How do you ensure that only one “copy” of a worker will be active in a multi node otp application?

How to ensure that only one “copy” of worker will be active in a multi node otp application?
We created some tasks to update KPIs that will trigger on a set timed interval (ex: 60 seconds).
That’s why to avoid duplication and extra resources usage, only one per worker type need to be up running accross all nodes.

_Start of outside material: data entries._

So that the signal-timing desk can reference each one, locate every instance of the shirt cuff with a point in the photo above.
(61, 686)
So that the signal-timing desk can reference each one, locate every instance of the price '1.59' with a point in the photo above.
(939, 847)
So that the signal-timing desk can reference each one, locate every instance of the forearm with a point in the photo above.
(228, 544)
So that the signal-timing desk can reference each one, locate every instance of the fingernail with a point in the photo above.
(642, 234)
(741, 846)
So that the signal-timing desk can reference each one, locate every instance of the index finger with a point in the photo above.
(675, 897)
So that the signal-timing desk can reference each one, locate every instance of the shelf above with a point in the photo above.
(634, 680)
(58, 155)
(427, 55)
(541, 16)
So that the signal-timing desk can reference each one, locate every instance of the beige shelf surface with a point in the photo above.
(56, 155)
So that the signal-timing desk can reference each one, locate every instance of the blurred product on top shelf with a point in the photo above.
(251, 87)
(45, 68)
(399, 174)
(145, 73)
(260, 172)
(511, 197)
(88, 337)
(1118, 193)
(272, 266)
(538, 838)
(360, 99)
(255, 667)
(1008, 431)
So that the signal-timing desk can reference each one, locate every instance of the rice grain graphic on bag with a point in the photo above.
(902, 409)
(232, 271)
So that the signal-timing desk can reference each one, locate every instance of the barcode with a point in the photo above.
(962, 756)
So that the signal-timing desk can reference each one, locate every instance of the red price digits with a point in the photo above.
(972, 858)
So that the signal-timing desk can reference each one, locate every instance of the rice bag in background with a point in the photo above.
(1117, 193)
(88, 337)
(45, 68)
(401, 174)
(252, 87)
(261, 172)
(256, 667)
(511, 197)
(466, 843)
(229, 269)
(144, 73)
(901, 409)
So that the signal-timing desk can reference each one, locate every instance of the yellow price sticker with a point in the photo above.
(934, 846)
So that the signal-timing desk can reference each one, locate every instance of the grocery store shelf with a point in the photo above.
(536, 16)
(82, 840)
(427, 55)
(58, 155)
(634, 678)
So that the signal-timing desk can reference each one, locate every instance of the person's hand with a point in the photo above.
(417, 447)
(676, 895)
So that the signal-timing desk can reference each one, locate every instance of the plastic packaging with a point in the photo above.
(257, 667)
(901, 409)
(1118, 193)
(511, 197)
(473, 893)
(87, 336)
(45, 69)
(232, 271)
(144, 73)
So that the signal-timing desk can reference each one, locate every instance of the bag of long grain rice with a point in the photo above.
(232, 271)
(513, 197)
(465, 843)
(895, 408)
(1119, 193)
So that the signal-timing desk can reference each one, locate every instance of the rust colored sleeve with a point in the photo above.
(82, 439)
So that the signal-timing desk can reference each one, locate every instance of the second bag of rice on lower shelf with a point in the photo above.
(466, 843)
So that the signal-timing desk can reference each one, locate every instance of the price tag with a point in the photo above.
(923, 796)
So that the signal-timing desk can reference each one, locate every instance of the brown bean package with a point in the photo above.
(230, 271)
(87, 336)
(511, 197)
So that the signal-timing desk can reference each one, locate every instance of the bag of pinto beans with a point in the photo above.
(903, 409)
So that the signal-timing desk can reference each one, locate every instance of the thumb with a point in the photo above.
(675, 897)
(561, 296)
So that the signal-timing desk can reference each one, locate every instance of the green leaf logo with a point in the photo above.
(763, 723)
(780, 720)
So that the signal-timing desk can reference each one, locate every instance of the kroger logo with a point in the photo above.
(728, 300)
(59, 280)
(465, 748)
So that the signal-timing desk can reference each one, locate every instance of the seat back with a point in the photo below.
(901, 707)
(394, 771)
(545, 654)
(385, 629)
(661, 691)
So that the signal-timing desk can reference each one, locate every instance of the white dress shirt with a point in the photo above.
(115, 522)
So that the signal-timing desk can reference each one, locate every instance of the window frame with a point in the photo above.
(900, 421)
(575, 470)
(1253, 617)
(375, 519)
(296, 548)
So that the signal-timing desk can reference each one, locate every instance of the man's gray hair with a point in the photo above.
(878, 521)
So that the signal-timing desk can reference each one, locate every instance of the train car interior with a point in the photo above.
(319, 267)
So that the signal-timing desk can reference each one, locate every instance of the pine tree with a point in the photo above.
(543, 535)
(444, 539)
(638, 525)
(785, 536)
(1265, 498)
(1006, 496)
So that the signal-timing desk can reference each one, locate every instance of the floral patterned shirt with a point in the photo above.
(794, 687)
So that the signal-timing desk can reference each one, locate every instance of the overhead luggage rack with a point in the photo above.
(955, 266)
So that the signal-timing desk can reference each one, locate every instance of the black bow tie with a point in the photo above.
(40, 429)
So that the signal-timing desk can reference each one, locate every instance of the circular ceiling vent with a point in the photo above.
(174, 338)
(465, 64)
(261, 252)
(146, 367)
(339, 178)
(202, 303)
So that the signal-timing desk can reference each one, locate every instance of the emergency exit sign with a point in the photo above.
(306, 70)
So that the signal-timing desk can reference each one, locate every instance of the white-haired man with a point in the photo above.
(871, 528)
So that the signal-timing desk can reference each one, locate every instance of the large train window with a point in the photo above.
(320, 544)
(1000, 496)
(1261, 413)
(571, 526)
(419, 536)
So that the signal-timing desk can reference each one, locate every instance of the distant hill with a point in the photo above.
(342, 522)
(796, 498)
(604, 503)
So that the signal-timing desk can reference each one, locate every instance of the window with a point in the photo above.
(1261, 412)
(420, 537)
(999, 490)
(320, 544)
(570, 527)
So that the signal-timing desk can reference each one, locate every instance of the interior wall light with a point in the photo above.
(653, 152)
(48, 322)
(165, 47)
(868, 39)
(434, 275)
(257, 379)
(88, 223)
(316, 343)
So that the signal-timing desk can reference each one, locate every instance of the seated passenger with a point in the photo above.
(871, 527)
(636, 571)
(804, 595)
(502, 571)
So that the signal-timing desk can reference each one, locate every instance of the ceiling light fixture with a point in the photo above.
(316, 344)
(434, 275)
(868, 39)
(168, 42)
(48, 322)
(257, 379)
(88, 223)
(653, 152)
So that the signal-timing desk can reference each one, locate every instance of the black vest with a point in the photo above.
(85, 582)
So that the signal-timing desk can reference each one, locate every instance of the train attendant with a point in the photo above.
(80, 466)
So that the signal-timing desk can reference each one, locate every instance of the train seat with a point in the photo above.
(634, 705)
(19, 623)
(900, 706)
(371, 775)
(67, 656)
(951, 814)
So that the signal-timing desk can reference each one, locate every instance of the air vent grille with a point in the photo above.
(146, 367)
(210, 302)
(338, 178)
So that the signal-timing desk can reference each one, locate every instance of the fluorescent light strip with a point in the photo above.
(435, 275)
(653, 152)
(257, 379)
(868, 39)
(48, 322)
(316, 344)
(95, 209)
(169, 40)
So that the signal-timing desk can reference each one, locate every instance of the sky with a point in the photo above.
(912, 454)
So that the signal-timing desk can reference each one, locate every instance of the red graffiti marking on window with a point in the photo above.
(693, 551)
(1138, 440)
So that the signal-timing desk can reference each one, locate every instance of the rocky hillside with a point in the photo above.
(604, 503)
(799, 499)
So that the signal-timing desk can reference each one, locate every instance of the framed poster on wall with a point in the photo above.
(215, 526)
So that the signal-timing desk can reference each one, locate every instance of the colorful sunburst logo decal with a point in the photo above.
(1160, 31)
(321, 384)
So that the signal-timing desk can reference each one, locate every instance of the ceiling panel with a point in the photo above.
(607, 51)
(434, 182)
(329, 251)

defmodule MyApp.Application do
  @moduledoc """
  Application Settings.
  """

  use Application

  def start(_type, _args) do
    import Supervisor.Spec

    children = [
      supervisor(MyApp.Repo, []),
      supervisor(MyApp.Endpoint, []),
      worker(Guardian.DB.Token.SweeperServer, []),
      worker(MyApp.Services.UserAgents.Server, []),
      worker(MyApp.Services.IPs.Server, [])
    ]

    opts = [strategy: :one_for_one, name: MyApp.Supervisor]
    Supervisor.start_link(children, opts)
  end
end
1 Like

Would Raft be applicable to your use case?

2 Likes

Also will throw this in. I’ve made use of it. You can logically solve your use case but will find you want a lib probly to handle all the various situations that can arise

You can probably get started with OTPs global

Note this relies on :global so it isn’t resistant to netsplits. If you already have a DB that supports locks you could use that in addition to this to get a robust combo. Or, in fact, just have the task run on all nodes and rely entirely on locks + a “last updated” timestamp to avoid duplicate updates.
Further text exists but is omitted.